Era uma vez um mundo onde as mulheres eram cozinheiras, mas não tinham o direito de se tornarem chefs.
O papel de destaque numa cozinha cabia, historicamente, ao homem. Tal como outras profissões, que eram supostamente destinadas apenas ao sexo masculino, num passado não tão distante.
As razões argumentadas para a não inclusão da mulher numa cozinha profissional eram várias: a mulher não tinha a aptidão física requerida para a atividade de chef; alguém tinha que cuidar da casa e da educação dos filhos; o grau de sensibilidade gustativa dos homens era mais apurado do que o das mulheres e as mesmas não tinham a habilidade para gerenciar grandes cozinhas com uma infinidade de sous-chefs e ajudantes. Estes argumentos foram largamente utilizados por cozinheiros famosos por anos e anos até décadas atrás. O reputado chef francês, Paul Bocuse, além de ser reconhecido pela excelência de sua comida e criações culinárias, era também conhecido pelas opiniões negativas sobre a entrada da mulher nesse ramo profissional.
Na França, num universo gastronômico dominado completamente pelos homens, algumas mulheres conseguiram se sobressair e deixar um registro para a posteridade. Elas, no entanto, não eram chamadas de chefs, mas de mães (mere, em francês). Geralmente eram esposas de hoteleiros ou donos de pequenos restaurantes e conheciam a arte de cozinhar desde o nascimento, transmitida pelas mães que faziam como as avós.
A felicidade proporcionada por elas com a calorosa cozinha oferecida, as transformavam em rainhas nos corações dos felizardos hóspedes. A herança que essas mulheres deixaram tem inspirado os grandes chefs cozinheiros da atualidade.
Uma das mais famosas é a "Mere Poulard", do Monte Saint Michel. No final dos anos 1800, ela se tornou conhecida por acolher os viajantes com uma omelete cuja receita acabou virando lenda. Para uns, a fama era devida à qualidade dos ovos e da manteiga utilizada, para outros era por conta da adição de crème e, segundo o conselho da própria, "nada como o calor da lenha queimada". Até hoje, indo ao Monte, pode pedir o famoso omelete em qualquer restaurante, pois todos garantem ter a receita original.
Muitas das criaçoes gastronômicas francesas são devidas a outras mães admiráveis, como a "Mere Brazier", "Mere Fillioux" e "Mére Léa", todas da cidade de Lyon. Outra bastante conhecida é a "Mere Blanc", de Vonnas.
Nós também temos as nossas mães e avós inspiradoras. São mulheres anônimas que nos transmitiram receitas especiais e únicas da cozinha brasileira.

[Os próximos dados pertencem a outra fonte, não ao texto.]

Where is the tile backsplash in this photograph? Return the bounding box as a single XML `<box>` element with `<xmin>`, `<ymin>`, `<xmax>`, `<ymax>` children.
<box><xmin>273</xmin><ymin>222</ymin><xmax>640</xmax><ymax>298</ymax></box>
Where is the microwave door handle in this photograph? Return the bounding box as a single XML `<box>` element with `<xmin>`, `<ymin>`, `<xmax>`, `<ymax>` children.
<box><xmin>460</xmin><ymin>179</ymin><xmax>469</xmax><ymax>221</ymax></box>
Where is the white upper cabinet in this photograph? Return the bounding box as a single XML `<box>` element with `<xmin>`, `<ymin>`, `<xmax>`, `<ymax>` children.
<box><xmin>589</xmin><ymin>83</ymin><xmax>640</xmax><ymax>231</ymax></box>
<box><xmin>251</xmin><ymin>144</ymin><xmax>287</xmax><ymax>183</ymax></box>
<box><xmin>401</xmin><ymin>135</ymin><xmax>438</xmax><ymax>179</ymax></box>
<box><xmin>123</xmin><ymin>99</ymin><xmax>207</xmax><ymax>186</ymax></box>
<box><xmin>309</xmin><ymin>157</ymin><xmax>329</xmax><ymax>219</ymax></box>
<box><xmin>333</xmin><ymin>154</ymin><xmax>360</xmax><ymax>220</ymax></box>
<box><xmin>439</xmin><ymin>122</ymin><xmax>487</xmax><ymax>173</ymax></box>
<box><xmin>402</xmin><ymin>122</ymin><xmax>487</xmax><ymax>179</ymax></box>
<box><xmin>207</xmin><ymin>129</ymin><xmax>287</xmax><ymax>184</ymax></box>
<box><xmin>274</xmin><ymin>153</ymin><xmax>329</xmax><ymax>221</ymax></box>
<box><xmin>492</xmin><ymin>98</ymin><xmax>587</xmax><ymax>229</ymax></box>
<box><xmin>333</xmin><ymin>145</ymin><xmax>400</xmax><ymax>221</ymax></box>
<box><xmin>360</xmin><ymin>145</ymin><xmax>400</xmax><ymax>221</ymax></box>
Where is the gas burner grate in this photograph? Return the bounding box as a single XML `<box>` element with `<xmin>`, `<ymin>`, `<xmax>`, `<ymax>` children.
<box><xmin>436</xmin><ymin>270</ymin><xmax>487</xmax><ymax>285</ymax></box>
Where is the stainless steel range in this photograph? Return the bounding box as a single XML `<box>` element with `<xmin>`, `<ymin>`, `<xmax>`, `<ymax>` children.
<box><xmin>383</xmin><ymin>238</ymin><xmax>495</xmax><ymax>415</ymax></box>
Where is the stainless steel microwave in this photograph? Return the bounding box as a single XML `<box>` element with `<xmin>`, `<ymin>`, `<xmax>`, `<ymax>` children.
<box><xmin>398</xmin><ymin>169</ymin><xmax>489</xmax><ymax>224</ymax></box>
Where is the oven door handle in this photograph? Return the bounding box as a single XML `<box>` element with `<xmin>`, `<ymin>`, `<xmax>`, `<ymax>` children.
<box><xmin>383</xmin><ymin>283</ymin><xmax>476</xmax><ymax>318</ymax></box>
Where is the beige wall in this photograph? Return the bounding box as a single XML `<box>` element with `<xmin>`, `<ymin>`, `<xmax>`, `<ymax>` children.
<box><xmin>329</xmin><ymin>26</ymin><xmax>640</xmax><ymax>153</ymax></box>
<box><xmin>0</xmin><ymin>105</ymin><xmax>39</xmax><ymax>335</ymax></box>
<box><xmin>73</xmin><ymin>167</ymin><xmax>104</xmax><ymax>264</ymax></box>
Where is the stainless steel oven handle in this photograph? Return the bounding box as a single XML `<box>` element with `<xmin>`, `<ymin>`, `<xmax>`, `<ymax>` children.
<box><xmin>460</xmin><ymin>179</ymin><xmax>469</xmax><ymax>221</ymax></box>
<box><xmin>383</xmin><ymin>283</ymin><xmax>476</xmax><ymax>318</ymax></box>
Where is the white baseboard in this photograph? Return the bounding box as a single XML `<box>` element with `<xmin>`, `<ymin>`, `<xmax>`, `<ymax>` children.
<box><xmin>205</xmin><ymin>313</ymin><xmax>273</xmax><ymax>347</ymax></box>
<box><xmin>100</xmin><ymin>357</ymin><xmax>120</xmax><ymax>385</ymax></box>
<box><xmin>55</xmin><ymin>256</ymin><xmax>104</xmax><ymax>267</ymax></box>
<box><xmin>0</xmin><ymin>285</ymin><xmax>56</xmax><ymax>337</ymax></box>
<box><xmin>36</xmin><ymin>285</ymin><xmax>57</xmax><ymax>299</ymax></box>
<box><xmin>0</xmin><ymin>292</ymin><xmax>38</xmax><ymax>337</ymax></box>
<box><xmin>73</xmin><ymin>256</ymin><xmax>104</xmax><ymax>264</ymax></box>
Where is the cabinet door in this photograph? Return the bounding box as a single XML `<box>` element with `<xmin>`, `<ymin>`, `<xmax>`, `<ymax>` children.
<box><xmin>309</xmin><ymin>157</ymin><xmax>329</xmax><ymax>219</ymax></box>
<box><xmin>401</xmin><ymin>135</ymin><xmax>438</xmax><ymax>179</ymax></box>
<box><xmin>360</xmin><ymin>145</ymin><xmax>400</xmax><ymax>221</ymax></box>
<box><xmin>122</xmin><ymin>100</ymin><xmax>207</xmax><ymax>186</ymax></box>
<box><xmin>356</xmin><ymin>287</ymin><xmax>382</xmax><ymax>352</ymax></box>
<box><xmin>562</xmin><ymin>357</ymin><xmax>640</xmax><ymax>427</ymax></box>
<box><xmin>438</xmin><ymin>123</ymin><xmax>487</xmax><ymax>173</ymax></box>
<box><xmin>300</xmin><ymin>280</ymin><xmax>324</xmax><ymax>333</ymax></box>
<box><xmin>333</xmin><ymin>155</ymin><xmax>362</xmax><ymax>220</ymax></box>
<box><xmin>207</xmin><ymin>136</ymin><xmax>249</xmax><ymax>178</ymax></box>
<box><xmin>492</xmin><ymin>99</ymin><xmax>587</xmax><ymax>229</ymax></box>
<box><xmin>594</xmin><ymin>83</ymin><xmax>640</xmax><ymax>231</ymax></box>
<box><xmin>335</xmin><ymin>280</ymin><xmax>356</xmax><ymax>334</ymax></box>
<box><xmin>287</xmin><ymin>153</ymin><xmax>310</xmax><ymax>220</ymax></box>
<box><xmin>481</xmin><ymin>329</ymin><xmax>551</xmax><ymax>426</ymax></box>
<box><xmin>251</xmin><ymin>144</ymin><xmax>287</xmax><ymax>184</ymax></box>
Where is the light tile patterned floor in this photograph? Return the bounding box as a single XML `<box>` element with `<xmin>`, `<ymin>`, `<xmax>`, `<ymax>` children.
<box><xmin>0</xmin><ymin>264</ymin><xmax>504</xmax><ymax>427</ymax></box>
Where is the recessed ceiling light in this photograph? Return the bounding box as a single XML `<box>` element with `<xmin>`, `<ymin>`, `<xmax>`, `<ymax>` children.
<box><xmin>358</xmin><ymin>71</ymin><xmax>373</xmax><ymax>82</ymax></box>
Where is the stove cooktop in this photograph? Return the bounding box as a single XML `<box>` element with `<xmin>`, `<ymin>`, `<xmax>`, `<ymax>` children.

Conhecimento que foi passado de geração pra geração conservando-se o paladar original.
A popularidade da mulher na cozinha se deu também na sala ao lado: mulheres escritoras que se dedicaram a catalogar, testar e criar novas receitas, publicando-as e ajudando na nossa familiarização com a arte culinária.
Nos Estados Unidos, a mais destacada é Julia Child. Americana da Califórnia, ela foi morar em Paris, nos anos 50, acompanhando o marido que era empregado da embaixada. Lá, estudou na escola Le Cordon Bleu e trouxe todos os fundamentos da gastronomia francesa para os Estados Unidos. Publicou livros, teve programas em televisão e, até hoje, é considerada uma referência quando se fala na cozinha americana.
No Brasil, temos várias e várias mulheres que contribuiram para a nossa formaçao culinária.Nomes como Helena Sangirardi, Maria Stella Libânio Christo, Ofélia e tantas outras, nos levaram a viajar no mundo sensorial dos aromas e sabores da cozinha. Foram elas que abriram caminho para as mulheres que hoje fazem maravilhas como chefs no Brasil.